Xuanhe Zhao joined the MIT faculty in September 2014 as an assistant professor. Before joining MIT, he was an assistant professor in the Department of Mechanical Engineering and Materials Science at Duke University. He earned his PhD at Harvard University in 2009. Xuanhe conducts research on the interfaces between solid mechanics, soft materials and bioinspired design. His current research goal is to understand and design new soft materials with unprecedented properties for impactful applications. His current research projects are centered on three bioinspired themes: artificial muscle (dielectric polymers & electromechanics), tough cartilage (tough and bioactive hydrogels & biomechanics), and transformative skin (functional surface instabilities & thin film mechanics). Xuanhe’s discovery of new failure mechanisms of dielectric polymers in 2011 and 2012 can potentially enhance electric energy densities of dielectric elastomers and gels over ten times. In 2012, he designed a new synthetic biocompatible hydrogel with hybrid crosslinking, which achieved fracture toughness multiple times higher than articular cartilage — unprecedented by previous synthetic gels. With fiber reinforcements, Xuanhe further controlled the modulus of the tough hydrogel over a wide range from a few kPa to over 10 MPa in 2013 and 2014. By harnessing surface instabilities such as wrinkles and creases in 2014, he dynamically varied both surface textures and colors of an electro-mechano-chemically responsive elastomers to achieve the dynamic-camouflage function of cephalopods. This work was highlighted as Nature News, reported by the Washington Post, and featured on the front page of MIT webpage: “How to hide like an octopus”. Xuanhe is a recipient of the NSF CAREER Award, ONR YIP Award, and the Early Career Researchers Award from AVS Biomaterial Interfaces Division.

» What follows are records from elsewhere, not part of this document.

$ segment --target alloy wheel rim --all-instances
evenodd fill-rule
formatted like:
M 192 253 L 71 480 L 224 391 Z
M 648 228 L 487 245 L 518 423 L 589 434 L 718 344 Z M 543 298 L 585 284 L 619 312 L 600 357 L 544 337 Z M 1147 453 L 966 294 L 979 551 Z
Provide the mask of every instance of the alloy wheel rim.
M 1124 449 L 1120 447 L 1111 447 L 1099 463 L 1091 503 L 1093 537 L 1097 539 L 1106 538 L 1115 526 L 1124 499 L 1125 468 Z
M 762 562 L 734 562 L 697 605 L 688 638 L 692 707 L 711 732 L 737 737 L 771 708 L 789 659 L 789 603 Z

Areg Danagoulian joined the faculty as an assistant professor in July 2014. He received the SB degree in Physics from MIT and a PhD in Experimental Nuclear Physics from UIUC. He was a post-doctoral associate at Los Alamos and subsequently worked as a senior scientist at Passport Systems, Inc. Areg’s research interests are focused in the field of nuclear security. He works on problems in the areas of nuclear nonproliferation, technologies for arms control treaty verification, nuclear safeguards, and nuclear cargo security. Specific projects include the development of zero knowledge detection concepts for weapon authentication and research on monochromatic, tunable sources that can be applied to active interrogation of cargoes. Other areas of research include nuclear forensics and the development of new detection concepts. Areg’s research and teaching will contribute to NSE’s growing program in nuclear security.